WASHINGTON (JTA) – Israeli-Palestinian peace talks would be a priority of a McCain administration, Sarah Palin said.
“A two-state solution is the solution,” Palin, the Republican vice-presidential nominee, said in the Oct. 2 debate with her Democratic counterpart, U.S. Sen. Joe Biden (D-Del.). “And Secretary Rice, having recently met with leaders on one side or the other there also, still in these waning days of the Bush administration is trying to forge that peace.
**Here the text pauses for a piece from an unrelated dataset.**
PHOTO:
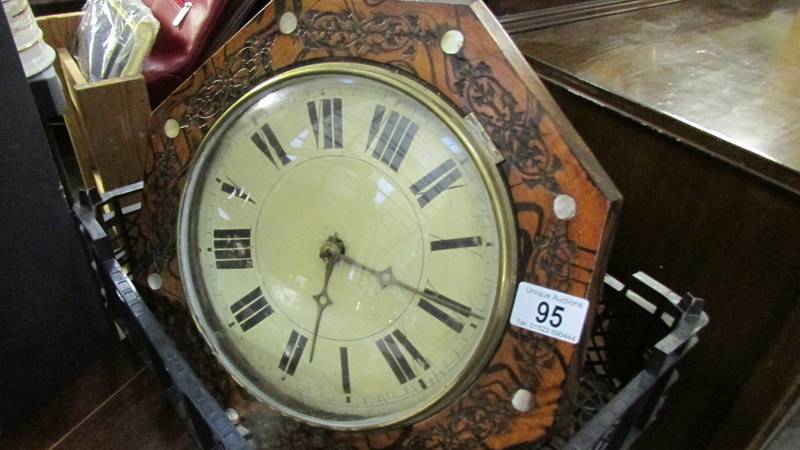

And that needs to be done, and that will be a top-of-an-agenda item also under a McCain-Palin administration.”
Palin, the governor of Alaska, was referring to recent shuttle diplomacy by Condoleezza Rice, the U.S. Secretary of State, aimed at securing an Israeli-Palestinian agreement before President Bush leaves office in January.
In an interview with The Atlantic’s Jeffrey Goldberg published in May, Sen. John McCain (R-Ariz.) pledged to play a “hands-on” role in Israeli-Palestinian talks as president and said he would serve as “chief negotiator.” In recent weeks, however, some of his advisers have criticized the Bush administration’s current peace push and played down expectations of McCain’s involvement in forging a deal, saying that several other foreign policy issues were more pressing.
A campaign spokesman said Palin’s statements were not inconsistent with McCain’s policies.
A two-state solution will be a “top agenda item,” Michael Goldfarb said, but “obviously there are obstacles to getting there. There’s only so much the U.S. government can do.”
Jeff Ballabon, a Republican activist who has opposed Rice’s recent emphasis on Israeli concessions, said the McCain campaign’s overall tenor was one of deference to Israel on issues critical to its national security.
“When it comes to discussions and negotiations on the peace process, a McCain administration is much more likely to take its cues from the Israeli leadership,” he said. “An Obama-Biden administration is much more likely to give cues and create pressure.”
During the debate, Palin and Biden sparred at length over who would better protect Israel’s interests.
Palin targeted a commitment last year by Sen. Barack Obama (D-Ill.), the Democratic presidential candidate, to meet with leaders of rogue states within his first year of office without preconditions.
“A statement that he made like that is downright dangerous because leaders like” Iranian President Mahmoud Ahmadinejad, “who would seek to acquire nuclear weapons and wipe off the face of the Earth an ally like we have in Israel, should not be met with without preconditions and diplomatic efforts being undertaken first,” Palin said.
Obama has since retreated somewhat from that position – originally stated in an answer to a debate question – saying he meant he would not rule out such a meeting and would prepare for it extensively. He and his surrogates also have suggested that in the case of Iran, such a meeting would involve the country’s religious leadership rather than Ahmadinejad.
Palin also suggested that she opposed Iran’s achieving nuclear energy capacity, not just nuclear weapons. That would be a shift from Bush administration policies, which have been to offer Iran nuclear energy independence as an incentive to ending its nuclear weapons program.
“A leader like Ahmadinejad, who is not sane or stable when he says things like that, is not one whom we can allow to acquire nuclear energy, nuclear weapons,” Palin said.
In the debate, Palin also repeated a pledge to move the U.S. Embassy from Tel Aviv to Jerusalem. Obama’s campaign will not make such a pledge, hewing to policies embraced by presidents for decades that such a move would prejudice the outcome of final-status talks.
As soon as he assumed office in 2001, Bush reversed his own campaign pledge to move the embassy.
Biden said Republican policies had endangered Israel, targeting Bush’s encouragement of elections in the region and the administration’s reluctance to engage with Iran until late in Bush’s term.
“Speaking of freedom being on the march, the only thing on the march is Iran,” Biden said. “It’s closer to a bomb. Its proxies now have a major stake in Lebanon, as well as in the Gaza Strip with Hamas. We will change this policy with thoughtful, real, live diplomacy that understands that you must back Israel in letting them negotiate, support their negotiation and stand with them, not insist on policies like this administration has.”
Biden chided the Bush administration for discouraging Israel from engaging in peace talks and diplomacy with its adversaries.
“You must back Israel in letting them negotiate, support their negotiation and stand with them,” he said, “not insist on policies like this administration has.”